通勤時間は片道45分、往復で1時間半。子どもを保育園に送って、電車に乗って、仕事して、また電車に乗って、保育園にお迎え、ご飯、お風呂、寝かしつけ——週5日これを回し続けるのが本当にできるのか。体力的にも精神的にも。寝かしつけの時点で気力がほぼゼロになる日も多くなっています。
一番の不安は子どもが急に熱を出したとき。「出社前提」の職場では、急な休みや早退がしにくい雰囲気があります。採用担当として「子どもの発熱で休む社員」のフォローを何度も見てきたので、現場の難しさはよく知っているんです。職場全体が「在宅切替が当然」の文化なら、軽症で機嫌の良い日は在宅で乗り切れるのに、それができない。これが転職を真剣に考えるようになった一番の理由です。
2. 「フルリモートが向いていない」理由
転職を考えると、つい「フルリモート可」の求人を探したくなります。確かに魅力的です。でも自分の場合、本当にフルリモートが合っているかを考えると、疑問があるんですよね。
私は人と話すのが好きで、雑談も好き。会議室で同僚と顔を見ながら話す感覚や「ちょっといいですか?」と気軽に声をかけられる距離感が、仕事のやりがいになっています。フルリモートで一人で作業し続けることを想像すると、孤独感を強く感じそうな予感が……。
採用担当として面接していると、「フルリモートで物足りなくなって転職したい」という候補者にも一定数会ってきました。特にコミュニケーション重視の仕事をしてきた人がフルリモート移行後に「やっぱり違った」と言うケース。他人事じゃないんです。パーソル総合研究所「第9回 テレワークに関する定量調査(2024年7月)」では、テレワーカーの28.8%が「孤立していると思う」と回答しており、テレワーク頻度が高いほど孤独感は強くなる傾向が示されています。
フルリモートは通勤がなくて自由度が高い一方、「仕事と生活の境界線が曖昧になる」「孤独を感じやすい」という側面があります。特にワーママの場合、在宅で育児もこなしていると「どこからが仕事時間でどこからが育児時間か」の判断が難しくなりがち。自分がどちらのタイプかを正直に見極めるのが大事です。
3. 私が求めてるのは「ほどよく在宅」という働き方
いろいろ考えた結果、自分が求めているのは「フルリモートも違うし、今のままも嫌」という、本当に難しい立場であることが見えてきました。

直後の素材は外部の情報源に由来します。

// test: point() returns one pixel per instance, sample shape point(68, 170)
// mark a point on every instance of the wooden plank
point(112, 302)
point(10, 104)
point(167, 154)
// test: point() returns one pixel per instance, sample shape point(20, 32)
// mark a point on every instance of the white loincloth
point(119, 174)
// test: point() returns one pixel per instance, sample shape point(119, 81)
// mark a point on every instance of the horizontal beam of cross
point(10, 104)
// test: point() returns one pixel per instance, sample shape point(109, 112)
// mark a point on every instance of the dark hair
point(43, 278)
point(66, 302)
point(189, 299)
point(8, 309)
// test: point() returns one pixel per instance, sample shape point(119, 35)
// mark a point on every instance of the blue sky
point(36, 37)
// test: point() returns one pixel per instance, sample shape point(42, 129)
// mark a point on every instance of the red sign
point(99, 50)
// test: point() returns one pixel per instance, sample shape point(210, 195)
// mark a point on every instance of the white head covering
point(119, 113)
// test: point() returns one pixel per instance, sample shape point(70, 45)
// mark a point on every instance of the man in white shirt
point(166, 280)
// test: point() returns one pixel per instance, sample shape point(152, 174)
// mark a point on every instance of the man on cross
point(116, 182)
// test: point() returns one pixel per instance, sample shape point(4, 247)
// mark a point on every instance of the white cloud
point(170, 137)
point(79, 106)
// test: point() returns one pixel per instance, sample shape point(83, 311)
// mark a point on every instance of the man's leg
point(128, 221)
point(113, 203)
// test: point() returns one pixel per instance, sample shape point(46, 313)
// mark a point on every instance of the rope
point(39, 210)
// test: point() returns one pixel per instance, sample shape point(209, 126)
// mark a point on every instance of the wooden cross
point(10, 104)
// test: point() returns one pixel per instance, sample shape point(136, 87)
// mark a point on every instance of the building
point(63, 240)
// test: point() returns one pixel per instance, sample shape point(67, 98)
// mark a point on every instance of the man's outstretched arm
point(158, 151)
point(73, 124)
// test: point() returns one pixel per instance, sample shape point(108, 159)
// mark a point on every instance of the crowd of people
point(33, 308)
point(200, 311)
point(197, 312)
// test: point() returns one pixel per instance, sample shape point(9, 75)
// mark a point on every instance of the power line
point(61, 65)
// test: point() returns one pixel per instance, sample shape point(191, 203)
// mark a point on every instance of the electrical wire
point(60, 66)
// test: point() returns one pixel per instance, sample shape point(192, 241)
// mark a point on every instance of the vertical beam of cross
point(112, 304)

キーワードは「人と関わりながらも、緊急時に対応できる柔軟さ」。週5出社でもなく、フルリモートでもない、その中間にある「ほどよく在宅」というスタイルです。具体的には週2〜3日出社・週2〜3日在宅、いざという時に在宅へ切り替えやすい文化がある会社。理想に見えてかなり条件は厳しいですが、これは今の私には絶対に譲れない条件になりました。
📢 採用担当の本音まとめ
📊 実態は「週2.1日」のハイブリッド型が定着
国土交通省「令和6年度テレワーク人口実態調査」(2025年3月公表)で雇用型テレワーカーの実施頻度は平均週2.1日。フルリモートよりハイブリッドが現実的なスタンダードになっています。
💼 「制度はあるが使えない」の本音
採用担当として求人票を作る側にいた経験から言うと、「テレワーク可」表記は具体的な日数や条件を確認しないと判断できません。「制度はあるが文化的に使いにくい」ケースは思っているより多いんです。面接で実態を直接聞くのが鉄則。
🎯 採用担当として「ハイブリッド希望」をどう見るか
ハイブリッド希望を伝える候補者には「具体的に週何日希望か」を聞きます。「ハイブリッドで」だけだと企業側の想定とズレるリスクがある。具体数字で詰める候補者ほど信頼されます。
💡 リモート求人の部署実態を持つ専門エージェント
求人票では判断できないので、リモートワーク特化型のリモフル(Remoful)のように、アドバイザー全員がリモート経験者で部署別の在宅実態を把握している専門エージェントを併用すると効率的。総合型と併走で「ハイブリッド実態の高い求人」だけ拾えます。詳細はワーママ転職エージェントおすすめ5選へ。
📍 私の転職軸(今の結論)
条件は3つに収束しました:①週2〜3日在宅できるハイブリッドワーク/②急な休みに対応できる文化/③人と関わる仕事。エージェントには軸を具体的に伝えると的外れな求人が減ります。
🎤 双子家庭にとってのハイブリッド理想比率
双子の急な発熱を考えると、週1出社4日在宅が理想。週2出社でもギリギリ。週3以上出社になると、月の出社不能日が出る確率が高すぎます。育児期の数年間は「出社少なめ」を譲らない判断が正しい。
💬 ハイブリッド企業の見極め質問3つ
面接で「過去半年のハイブリッド利用率」「在宅時の評価指標」「対面ミーティング必須日」の3つを聞きます。即答できる企業=本物のハイブリッド運用ができている、と判断できます。
🎯 補完して読みたい関連3記事
- ワーママ転職エージェント比較:目的別の選び方
- 転職活動 6ステップ完全ガイド:登録から内定まで
- 採用担当が見る自己PR:書き方の型
📊 ワーママ転職の主要データ(2026年版)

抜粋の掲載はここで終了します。